AI Agent Production Failures Solved with Dapr Workflow Engine | Mark Fussell

AI prototypes are deceptively easy to build. But when enterprises try moving those agents into production, they hit a wall: failure recovery, state management, and reliability become deal-breakers. When your network drops mid-transaction or a machine fails during a critical workflow, what happens to your business logic? Most AI agent frameworks simply restart from scratch—potentially charging your customer twice, losing critical context, or corrupting state entirely.

This is the Day 2 operational challenge killing production AI adoption.
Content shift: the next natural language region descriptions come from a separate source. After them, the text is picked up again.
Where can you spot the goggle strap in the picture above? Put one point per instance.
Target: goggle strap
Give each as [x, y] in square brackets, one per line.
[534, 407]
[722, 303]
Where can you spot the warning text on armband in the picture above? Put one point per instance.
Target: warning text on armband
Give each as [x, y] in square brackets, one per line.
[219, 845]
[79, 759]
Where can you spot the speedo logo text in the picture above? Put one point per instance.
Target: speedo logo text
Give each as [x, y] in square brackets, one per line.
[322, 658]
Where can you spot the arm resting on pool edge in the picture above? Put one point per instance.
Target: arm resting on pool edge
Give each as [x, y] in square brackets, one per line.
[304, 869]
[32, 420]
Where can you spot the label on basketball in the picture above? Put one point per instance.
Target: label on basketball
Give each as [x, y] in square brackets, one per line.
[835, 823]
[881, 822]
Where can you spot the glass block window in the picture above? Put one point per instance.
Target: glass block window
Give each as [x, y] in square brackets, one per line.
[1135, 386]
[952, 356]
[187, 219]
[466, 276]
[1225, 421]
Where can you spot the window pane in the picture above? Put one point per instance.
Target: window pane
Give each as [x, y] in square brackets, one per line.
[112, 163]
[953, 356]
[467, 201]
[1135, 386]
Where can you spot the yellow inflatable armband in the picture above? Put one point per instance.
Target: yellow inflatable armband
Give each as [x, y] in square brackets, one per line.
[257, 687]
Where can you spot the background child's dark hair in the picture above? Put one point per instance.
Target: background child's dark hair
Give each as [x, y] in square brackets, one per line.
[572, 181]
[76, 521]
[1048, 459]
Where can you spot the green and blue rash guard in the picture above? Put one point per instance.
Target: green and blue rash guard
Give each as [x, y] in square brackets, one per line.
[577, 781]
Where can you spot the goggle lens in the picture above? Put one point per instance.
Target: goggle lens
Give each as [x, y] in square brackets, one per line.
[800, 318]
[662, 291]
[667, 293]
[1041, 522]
And it’s exactly what Dapr Agents 1.0 was designed to solve.

The Guest: Mark Fussell, Co-creator and Core Maintainer at Dapr

Key Takeaways

Dapr Agents 1.0 is built on a durable workflow engine that provides automatic crash recovery and state checkpointing for production AI agents running on Kubernetes
The framework uses continuous log-based checkpointing to ensure workflows recover exactly where they left off—preventing duplicate payments, lost context, or corrupted business logic
Dapr is CNCF graduated, vendor-neutral, and runs on any Kubernetes cluster with flexible backing store options
Real-world adoption: Zeiss Vision Care uses Dapr Agents to orchestrate personalized prescription glass manufacturing workflows at scale
The shift from microservices to agentic applications represents the next 10x wave in enterprise software—and workflow reliability is the new competitive advantage

***

In this exclusive interview with Swapnil Bhartiya at TFiR, Mark Fussell, Co-creator and Core Maintainer at Dapr, discusses how Dapr Agents 1.0 enables production-ready AI workflows, the role of durable execution in preventing state loss, and why the agentic era will be tenfold bigger than the microservices revolution.

What Is Dapr and Why Workflow Matters for Production AI

Dapr is a CNCF graduated project that provides a set of APIs for building distributed applications, with a focus on microservices architectures. While it offers communication and pub/sub messaging capabilities, its most critical feature for modern AI systems is the workflow engine—a durable execution layer that provides recoverable business state across network failures and machine crashes.

Q: For those who may not know, what is Dapr?

Mark Fussell: “Dapr is a graduated project inside the CNCF. It’s been part of the CNCF for nearly seven years now. The idea is that it provides a set of APIs for building distributed applications, typically focused on microservices architectures. It has APIs for communication and for pub/sub messaging. And I think the most important one that’s emerged as the most popular over the last couple of years is workflow as an engine.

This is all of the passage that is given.